Martin: I just wanted to make it big. For so long [in TV], I heard, “It’s too big, it’s too expensive, lose characters and lose the settings.” Going back to prose, I could make it as big as I wanted, as big as my imagination. It really came out of nowhere. I knew in a general sense I wanted to write an epic fantasy since I loved [J.R.R.] Tolkien since I was a kid. But I didn’t have any specific ideas for it. In the summer of 1991 I was in Hollywood but I had no TV deal. Suddenly I just got the first chapter where they found the direwolf pups — it was just there. I knew I had to write it.
This may be a silly question, but: When you think of the world you’ve created, where seasons last for years, where is it? It is another planet?

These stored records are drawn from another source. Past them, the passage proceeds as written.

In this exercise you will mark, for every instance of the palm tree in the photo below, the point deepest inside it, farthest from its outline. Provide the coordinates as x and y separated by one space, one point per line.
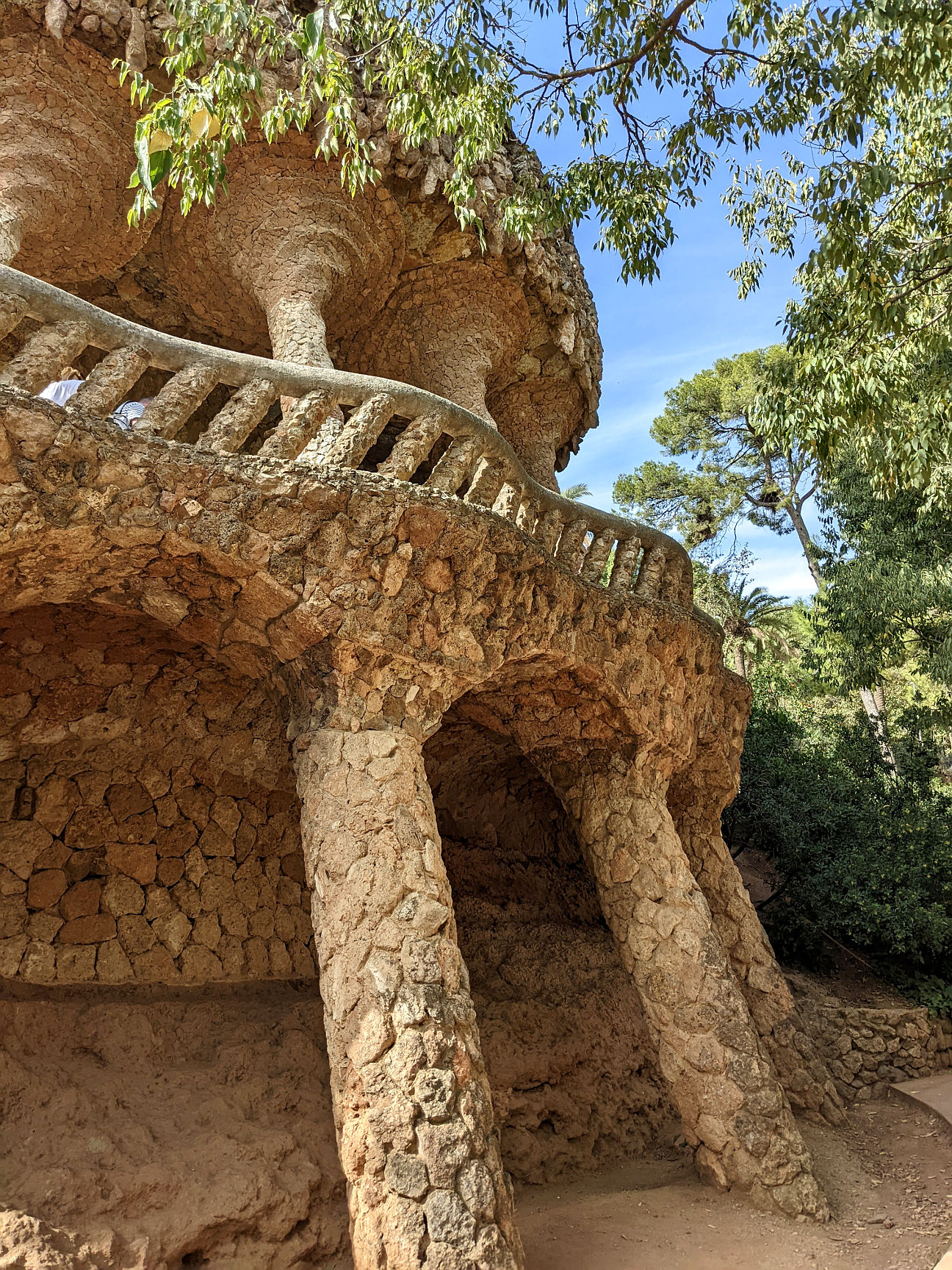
577 492
758 621
751 617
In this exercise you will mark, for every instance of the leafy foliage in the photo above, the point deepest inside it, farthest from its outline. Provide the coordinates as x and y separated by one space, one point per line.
889 584
865 855
577 492
739 474
655 96
868 92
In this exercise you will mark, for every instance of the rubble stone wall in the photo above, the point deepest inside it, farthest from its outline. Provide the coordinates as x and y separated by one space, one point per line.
870 1050
149 825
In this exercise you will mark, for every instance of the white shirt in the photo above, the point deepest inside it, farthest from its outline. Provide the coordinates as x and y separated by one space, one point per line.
60 392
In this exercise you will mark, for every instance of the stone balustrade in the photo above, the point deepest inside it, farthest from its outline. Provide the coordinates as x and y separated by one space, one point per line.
329 418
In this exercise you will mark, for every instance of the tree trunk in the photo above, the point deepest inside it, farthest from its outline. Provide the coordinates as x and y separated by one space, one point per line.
875 703
739 661
807 542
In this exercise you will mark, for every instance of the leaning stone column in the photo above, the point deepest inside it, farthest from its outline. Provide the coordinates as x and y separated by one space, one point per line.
732 1109
291 245
447 328
801 1071
414 1118
696 799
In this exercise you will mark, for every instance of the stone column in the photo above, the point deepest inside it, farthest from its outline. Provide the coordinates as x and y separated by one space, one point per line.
732 1109
289 244
801 1071
414 1116
447 328
66 150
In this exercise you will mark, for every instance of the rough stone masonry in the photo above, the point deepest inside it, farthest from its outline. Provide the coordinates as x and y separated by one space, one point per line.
347 728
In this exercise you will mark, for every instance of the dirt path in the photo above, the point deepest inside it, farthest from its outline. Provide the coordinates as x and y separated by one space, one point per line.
889 1176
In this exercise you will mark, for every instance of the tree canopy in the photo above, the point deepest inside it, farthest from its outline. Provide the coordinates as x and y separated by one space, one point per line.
655 96
889 584
738 473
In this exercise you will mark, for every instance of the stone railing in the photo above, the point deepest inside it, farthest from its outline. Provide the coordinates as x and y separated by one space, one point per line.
329 418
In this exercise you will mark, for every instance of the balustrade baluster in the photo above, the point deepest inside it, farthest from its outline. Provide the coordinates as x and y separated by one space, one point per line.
650 574
626 559
111 380
361 431
238 420
486 483
455 467
597 556
174 404
547 530
527 514
573 544
677 582
413 446
45 356
12 310
306 420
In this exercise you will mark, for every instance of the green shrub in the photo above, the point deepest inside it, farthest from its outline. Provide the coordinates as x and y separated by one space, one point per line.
865 855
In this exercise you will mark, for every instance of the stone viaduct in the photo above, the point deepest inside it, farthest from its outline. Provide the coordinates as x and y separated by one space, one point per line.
262 647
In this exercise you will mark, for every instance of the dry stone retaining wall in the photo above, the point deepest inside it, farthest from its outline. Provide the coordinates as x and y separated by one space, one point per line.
149 825
870 1050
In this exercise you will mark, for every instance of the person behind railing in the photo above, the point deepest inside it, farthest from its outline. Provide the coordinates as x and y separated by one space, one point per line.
62 389
129 412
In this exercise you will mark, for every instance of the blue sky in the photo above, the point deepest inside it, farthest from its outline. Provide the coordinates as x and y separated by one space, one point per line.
657 334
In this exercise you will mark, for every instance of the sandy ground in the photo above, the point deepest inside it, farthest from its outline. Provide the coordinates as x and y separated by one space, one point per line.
889 1177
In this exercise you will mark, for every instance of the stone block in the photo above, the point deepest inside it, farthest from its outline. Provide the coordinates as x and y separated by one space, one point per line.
89 930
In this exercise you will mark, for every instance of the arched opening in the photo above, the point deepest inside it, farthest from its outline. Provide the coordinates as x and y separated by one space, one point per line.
160 1027
150 823
563 1034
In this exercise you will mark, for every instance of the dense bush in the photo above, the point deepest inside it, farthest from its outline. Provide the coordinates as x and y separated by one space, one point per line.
865 855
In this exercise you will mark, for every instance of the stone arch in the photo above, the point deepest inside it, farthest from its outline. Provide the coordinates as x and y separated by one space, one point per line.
151 822
544 969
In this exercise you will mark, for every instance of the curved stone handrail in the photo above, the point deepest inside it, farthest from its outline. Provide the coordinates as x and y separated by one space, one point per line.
476 464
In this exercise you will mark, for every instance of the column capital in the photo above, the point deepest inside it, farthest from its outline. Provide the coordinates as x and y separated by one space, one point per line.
350 689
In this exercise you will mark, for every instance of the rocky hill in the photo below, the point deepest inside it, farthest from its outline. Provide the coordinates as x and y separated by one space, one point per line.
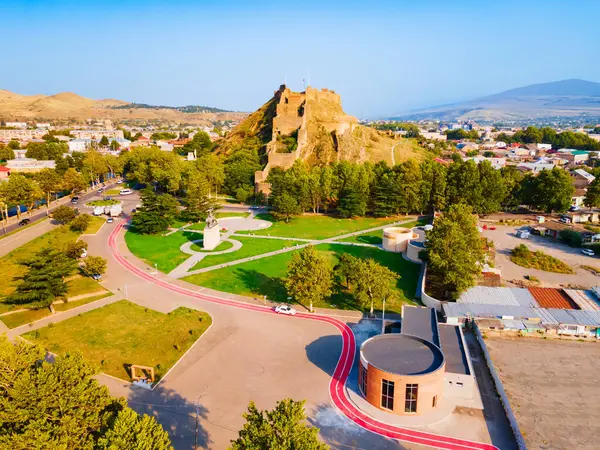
567 98
70 106
311 126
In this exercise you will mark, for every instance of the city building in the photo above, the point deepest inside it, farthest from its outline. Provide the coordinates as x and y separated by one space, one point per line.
416 371
29 165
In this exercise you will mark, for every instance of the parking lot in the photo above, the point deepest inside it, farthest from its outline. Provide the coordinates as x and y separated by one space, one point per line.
552 387
505 240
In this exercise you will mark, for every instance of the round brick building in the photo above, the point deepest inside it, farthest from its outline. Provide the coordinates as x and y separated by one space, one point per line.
401 374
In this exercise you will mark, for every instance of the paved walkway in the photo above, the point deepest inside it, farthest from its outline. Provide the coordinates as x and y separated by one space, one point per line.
332 240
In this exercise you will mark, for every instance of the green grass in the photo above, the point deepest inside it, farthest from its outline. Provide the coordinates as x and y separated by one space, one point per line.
159 249
122 333
24 317
21 228
103 203
250 247
224 245
318 226
265 277
9 267
522 256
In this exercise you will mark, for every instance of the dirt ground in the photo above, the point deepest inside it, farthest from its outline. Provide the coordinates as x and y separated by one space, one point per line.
505 240
552 386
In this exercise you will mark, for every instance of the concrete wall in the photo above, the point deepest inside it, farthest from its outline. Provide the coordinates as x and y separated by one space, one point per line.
430 385
503 397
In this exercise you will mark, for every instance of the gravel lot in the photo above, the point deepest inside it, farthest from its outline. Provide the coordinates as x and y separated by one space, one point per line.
552 386
505 240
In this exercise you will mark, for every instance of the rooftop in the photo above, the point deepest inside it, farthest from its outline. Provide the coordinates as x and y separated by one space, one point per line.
402 354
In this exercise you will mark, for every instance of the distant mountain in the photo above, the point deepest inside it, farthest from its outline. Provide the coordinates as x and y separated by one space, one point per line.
70 106
566 98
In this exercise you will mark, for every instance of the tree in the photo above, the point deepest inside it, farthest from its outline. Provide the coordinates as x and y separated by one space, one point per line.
373 282
80 223
75 248
60 405
454 250
95 265
50 183
309 277
73 181
44 280
156 213
592 195
285 206
283 428
64 214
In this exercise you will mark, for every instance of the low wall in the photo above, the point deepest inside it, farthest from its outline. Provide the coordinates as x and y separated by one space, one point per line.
427 300
500 389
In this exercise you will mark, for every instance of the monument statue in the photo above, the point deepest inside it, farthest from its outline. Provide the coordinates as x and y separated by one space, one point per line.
212 237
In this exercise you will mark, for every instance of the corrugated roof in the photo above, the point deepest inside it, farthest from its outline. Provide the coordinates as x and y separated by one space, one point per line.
552 298
582 300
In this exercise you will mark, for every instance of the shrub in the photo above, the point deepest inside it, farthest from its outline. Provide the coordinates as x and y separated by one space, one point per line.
80 223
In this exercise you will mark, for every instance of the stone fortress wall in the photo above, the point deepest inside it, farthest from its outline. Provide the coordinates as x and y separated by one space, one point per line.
299 112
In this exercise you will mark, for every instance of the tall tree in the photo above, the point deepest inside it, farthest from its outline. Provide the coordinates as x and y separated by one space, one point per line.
454 250
309 277
373 282
44 280
61 405
50 184
282 428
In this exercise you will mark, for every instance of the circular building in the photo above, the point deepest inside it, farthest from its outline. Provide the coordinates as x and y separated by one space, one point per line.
401 374
395 239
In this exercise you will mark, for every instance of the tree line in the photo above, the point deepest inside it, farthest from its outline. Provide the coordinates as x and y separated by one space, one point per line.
356 190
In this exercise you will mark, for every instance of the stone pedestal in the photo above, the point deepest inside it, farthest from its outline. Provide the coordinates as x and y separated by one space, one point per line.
211 238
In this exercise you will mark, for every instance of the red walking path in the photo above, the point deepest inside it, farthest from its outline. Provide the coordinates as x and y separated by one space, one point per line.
340 375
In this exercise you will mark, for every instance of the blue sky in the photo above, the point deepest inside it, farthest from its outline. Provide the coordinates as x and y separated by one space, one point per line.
382 56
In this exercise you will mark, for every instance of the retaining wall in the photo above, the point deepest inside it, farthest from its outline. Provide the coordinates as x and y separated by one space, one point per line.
500 389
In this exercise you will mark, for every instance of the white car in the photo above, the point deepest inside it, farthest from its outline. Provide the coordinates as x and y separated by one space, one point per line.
285 309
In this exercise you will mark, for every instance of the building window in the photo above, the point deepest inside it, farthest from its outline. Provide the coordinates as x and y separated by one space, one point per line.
362 379
410 403
387 394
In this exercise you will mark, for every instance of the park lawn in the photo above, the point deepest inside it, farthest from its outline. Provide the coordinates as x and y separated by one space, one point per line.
24 317
265 277
160 249
223 245
250 247
375 237
318 226
123 333
9 267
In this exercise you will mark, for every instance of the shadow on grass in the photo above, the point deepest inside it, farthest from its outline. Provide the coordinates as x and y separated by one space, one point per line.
177 415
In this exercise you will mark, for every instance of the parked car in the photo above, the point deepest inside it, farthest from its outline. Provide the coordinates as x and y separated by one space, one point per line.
285 309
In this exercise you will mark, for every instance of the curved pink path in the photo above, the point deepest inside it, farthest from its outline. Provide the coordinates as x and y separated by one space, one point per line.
340 375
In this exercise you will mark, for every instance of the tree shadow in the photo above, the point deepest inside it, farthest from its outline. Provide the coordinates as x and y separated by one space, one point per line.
339 432
178 416
261 284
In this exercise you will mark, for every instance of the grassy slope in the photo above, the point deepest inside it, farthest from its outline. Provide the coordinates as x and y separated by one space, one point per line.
123 333
250 247
159 249
264 276
318 226
58 237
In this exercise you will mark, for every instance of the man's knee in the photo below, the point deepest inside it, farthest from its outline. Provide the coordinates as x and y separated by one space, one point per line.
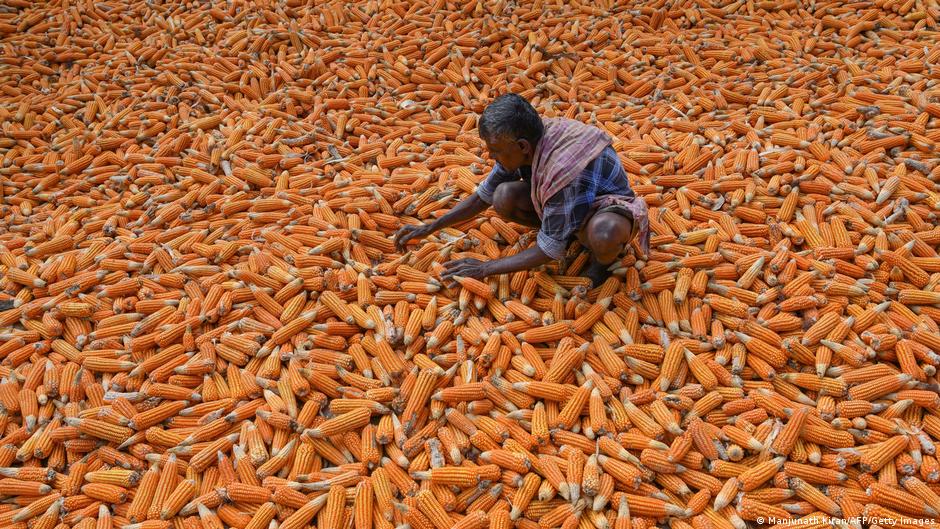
608 231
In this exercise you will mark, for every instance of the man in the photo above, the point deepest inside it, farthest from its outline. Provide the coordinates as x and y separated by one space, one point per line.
558 175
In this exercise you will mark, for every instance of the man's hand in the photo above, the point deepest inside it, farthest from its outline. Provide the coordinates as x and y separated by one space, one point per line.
466 268
411 231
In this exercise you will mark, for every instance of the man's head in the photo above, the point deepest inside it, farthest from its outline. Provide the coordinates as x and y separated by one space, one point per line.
511 128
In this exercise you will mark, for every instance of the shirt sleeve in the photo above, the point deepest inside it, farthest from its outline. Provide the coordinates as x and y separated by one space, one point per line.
561 218
488 186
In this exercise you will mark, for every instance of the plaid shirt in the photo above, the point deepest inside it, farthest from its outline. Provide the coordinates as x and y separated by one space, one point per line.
566 210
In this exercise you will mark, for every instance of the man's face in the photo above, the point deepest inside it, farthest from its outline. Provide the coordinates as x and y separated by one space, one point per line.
508 152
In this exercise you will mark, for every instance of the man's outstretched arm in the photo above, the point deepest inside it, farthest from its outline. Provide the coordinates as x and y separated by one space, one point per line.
466 209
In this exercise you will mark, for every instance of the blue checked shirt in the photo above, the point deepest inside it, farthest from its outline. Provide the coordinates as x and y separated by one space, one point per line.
565 212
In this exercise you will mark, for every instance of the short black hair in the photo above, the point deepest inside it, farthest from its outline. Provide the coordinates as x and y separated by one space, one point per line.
513 116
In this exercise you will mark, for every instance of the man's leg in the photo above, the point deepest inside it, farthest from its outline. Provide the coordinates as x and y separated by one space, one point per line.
513 202
606 234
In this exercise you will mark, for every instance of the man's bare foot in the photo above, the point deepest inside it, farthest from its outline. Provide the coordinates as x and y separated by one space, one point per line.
596 272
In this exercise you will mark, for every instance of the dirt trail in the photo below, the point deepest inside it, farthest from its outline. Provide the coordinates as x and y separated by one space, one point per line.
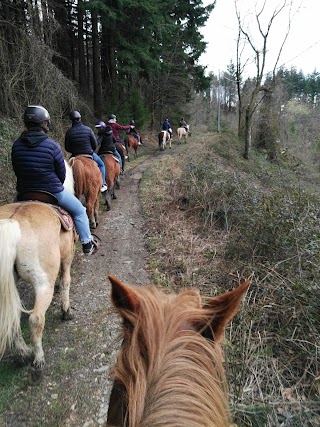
76 386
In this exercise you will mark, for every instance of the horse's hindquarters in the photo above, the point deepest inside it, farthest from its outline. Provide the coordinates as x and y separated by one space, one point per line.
37 262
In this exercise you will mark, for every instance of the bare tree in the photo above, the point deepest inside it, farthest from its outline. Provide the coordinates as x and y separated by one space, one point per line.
259 49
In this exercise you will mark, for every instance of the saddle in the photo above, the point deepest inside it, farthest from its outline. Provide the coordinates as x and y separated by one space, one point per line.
48 198
110 152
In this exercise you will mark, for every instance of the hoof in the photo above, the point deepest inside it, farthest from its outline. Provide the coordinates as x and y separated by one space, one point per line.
66 315
36 375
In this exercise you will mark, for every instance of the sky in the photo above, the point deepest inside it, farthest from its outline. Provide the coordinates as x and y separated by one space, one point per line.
301 50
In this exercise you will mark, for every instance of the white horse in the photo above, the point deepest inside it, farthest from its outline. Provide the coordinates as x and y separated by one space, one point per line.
181 132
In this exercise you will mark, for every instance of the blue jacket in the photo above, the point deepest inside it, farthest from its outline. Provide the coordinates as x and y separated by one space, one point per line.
38 163
80 139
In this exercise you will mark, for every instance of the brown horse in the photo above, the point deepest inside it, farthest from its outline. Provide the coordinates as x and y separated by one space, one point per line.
182 133
113 177
33 247
170 366
88 182
123 153
131 143
163 138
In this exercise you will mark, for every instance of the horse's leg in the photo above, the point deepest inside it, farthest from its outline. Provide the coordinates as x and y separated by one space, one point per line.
10 303
90 211
43 280
126 143
108 199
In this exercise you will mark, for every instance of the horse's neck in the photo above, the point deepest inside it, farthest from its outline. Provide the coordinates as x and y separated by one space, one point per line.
185 368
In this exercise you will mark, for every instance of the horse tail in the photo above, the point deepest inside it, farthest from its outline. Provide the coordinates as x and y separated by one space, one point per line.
69 181
79 177
10 304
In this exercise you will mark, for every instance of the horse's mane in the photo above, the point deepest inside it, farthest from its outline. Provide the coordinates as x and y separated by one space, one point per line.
172 375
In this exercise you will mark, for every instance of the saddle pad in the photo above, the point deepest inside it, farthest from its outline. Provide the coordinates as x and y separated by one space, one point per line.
65 218
110 152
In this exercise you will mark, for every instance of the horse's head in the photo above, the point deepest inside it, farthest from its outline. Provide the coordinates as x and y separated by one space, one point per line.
171 350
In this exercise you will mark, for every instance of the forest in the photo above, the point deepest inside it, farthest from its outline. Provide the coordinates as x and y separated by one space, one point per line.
258 174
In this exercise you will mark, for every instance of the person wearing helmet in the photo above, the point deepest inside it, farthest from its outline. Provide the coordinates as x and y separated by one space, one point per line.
80 139
116 127
183 124
133 131
167 126
39 165
106 141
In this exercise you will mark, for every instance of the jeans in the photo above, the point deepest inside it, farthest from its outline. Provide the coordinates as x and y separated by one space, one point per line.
102 167
78 212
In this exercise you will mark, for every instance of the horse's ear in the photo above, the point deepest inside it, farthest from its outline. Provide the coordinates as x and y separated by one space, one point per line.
123 296
224 307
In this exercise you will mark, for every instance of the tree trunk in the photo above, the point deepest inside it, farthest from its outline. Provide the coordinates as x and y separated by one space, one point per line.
97 87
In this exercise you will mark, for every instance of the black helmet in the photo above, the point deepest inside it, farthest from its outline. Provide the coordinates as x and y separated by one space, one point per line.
36 114
75 116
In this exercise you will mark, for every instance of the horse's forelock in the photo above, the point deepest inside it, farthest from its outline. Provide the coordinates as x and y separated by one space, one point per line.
161 339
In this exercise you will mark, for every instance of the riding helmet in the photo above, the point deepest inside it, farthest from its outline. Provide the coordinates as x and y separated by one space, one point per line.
36 114
100 125
75 116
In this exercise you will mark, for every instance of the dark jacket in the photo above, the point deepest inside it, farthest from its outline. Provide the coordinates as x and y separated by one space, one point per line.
80 139
107 142
38 162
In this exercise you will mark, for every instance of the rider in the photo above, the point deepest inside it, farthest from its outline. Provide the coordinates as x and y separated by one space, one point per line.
80 139
183 124
166 126
106 141
39 165
112 121
134 132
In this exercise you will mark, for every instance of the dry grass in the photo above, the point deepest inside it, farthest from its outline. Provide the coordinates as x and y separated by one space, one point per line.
272 347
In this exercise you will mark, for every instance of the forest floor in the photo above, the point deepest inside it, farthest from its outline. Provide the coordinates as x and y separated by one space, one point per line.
80 353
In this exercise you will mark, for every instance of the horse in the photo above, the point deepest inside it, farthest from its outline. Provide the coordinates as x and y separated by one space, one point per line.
88 182
123 153
112 178
169 370
163 138
182 133
33 247
131 142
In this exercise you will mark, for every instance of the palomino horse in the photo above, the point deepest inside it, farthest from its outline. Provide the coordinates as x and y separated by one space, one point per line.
33 247
169 370
88 182
182 133
163 138
131 143
112 178
123 153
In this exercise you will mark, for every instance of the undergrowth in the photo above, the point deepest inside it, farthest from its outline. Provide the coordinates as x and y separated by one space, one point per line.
216 219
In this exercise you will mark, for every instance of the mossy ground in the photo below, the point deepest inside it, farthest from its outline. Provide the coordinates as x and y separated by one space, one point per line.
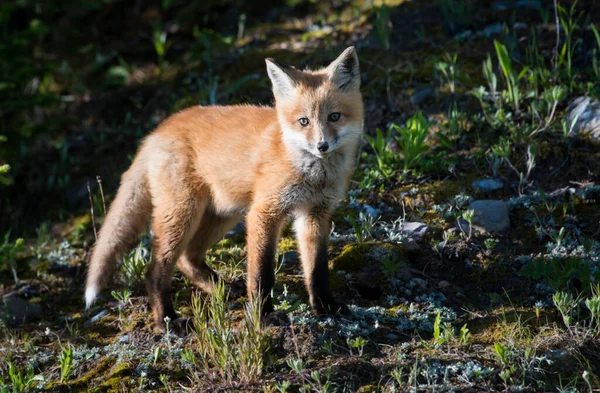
388 343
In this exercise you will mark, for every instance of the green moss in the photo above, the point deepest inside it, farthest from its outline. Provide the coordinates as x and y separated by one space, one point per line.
117 378
287 244
354 256
96 372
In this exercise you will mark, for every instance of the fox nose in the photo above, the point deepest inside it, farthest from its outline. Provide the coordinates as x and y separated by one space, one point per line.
322 146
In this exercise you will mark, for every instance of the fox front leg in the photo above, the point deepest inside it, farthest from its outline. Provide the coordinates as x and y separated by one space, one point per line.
263 228
312 232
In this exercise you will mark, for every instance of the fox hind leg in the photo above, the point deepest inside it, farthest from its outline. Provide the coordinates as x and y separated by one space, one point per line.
174 223
212 227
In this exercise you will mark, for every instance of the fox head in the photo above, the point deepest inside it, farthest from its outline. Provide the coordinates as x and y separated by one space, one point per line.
319 111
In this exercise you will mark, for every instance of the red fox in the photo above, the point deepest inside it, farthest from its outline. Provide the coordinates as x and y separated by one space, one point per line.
205 168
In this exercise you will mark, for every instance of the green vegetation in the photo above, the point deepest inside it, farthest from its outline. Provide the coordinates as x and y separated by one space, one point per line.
455 92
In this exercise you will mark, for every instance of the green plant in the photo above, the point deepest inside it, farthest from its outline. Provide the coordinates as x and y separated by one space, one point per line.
510 75
565 304
596 52
593 305
8 254
385 158
135 264
383 26
467 215
390 266
4 168
569 22
311 382
357 343
225 351
557 272
464 335
161 45
164 379
363 226
490 243
443 333
66 363
456 13
447 71
412 141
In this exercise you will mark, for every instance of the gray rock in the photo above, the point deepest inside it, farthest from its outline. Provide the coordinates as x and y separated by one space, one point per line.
420 282
123 339
290 257
410 245
489 216
96 317
421 96
587 113
15 309
487 185
415 230
443 284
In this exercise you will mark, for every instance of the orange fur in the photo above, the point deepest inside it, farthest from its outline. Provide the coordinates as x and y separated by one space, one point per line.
205 168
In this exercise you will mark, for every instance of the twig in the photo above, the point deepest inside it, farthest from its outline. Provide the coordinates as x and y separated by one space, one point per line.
99 180
92 211
557 22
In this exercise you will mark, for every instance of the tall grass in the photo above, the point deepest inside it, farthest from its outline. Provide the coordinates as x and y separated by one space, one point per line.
228 353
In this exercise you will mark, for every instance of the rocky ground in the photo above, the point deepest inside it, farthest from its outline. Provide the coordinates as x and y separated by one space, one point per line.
467 248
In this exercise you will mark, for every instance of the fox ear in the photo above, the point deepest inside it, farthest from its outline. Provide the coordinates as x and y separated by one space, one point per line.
281 77
343 71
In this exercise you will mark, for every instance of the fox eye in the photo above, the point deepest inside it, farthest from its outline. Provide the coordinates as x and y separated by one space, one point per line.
335 116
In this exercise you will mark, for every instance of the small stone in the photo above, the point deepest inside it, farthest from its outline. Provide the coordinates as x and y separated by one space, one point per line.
410 245
420 282
443 284
421 96
17 310
96 317
587 113
487 185
371 211
290 257
415 230
488 216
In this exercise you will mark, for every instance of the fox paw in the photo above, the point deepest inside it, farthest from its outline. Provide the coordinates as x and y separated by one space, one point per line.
236 289
276 318
179 326
330 307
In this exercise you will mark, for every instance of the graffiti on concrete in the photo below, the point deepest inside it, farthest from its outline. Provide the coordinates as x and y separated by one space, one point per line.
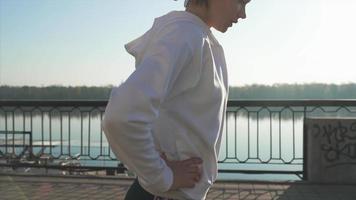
338 142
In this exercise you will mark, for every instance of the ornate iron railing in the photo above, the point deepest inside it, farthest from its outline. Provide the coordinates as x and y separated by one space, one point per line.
262 136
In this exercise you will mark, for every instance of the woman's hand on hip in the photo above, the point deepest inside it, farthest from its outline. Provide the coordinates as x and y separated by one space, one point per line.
185 172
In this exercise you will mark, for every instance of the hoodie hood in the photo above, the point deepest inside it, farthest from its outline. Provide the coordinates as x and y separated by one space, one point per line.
138 46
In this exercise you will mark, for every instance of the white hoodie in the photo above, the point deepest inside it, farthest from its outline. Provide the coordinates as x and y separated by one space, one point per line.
174 102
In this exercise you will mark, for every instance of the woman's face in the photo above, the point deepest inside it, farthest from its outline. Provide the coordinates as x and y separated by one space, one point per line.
222 14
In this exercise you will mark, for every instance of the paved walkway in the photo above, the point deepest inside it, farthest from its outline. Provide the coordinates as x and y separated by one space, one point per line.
13 187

It’s what Tolkien wrote was “the secondary world.” It’s not another planet. It’s Earth. But it’s not our Earth. If you wanted to do a science fiction approach, you could call it an alternate world, but that sounds too science fictional. Tolkien really pioneered that with Middle Earth. He put in some vague things about tying it to our past, but that doesn’t really hold up. I have people constantly writing me with science fiction theories about the seasons — “It’s a double star system with a black dwarf and that would explain–” It’s fantasy, man, it’s magic.
Do you find it fun to write?
I do. Yeah. To the extent that anything is fun to write. I’m one of those writers who say “I’ve enjoy having written.” There are days I really enjoy writing and there are days I f–king hate it. I can see it in my head and the words won’t come. I try to put it on the page and it feels stiff and wooden and it’s stupid. Writing is hard work.
On your blog you say you throw a lot away.
I do. Maybe more than I should, especially with these books, especially as we go deeper. I don’t know if it’s because I’m getting older, or the series is getting more complicated. I think I’ve been influenced by my own good reviews. I’ve had so many people say this is the greatest fantasy since Tolkien or even greater. It’s awoken in me a desire not to blow it.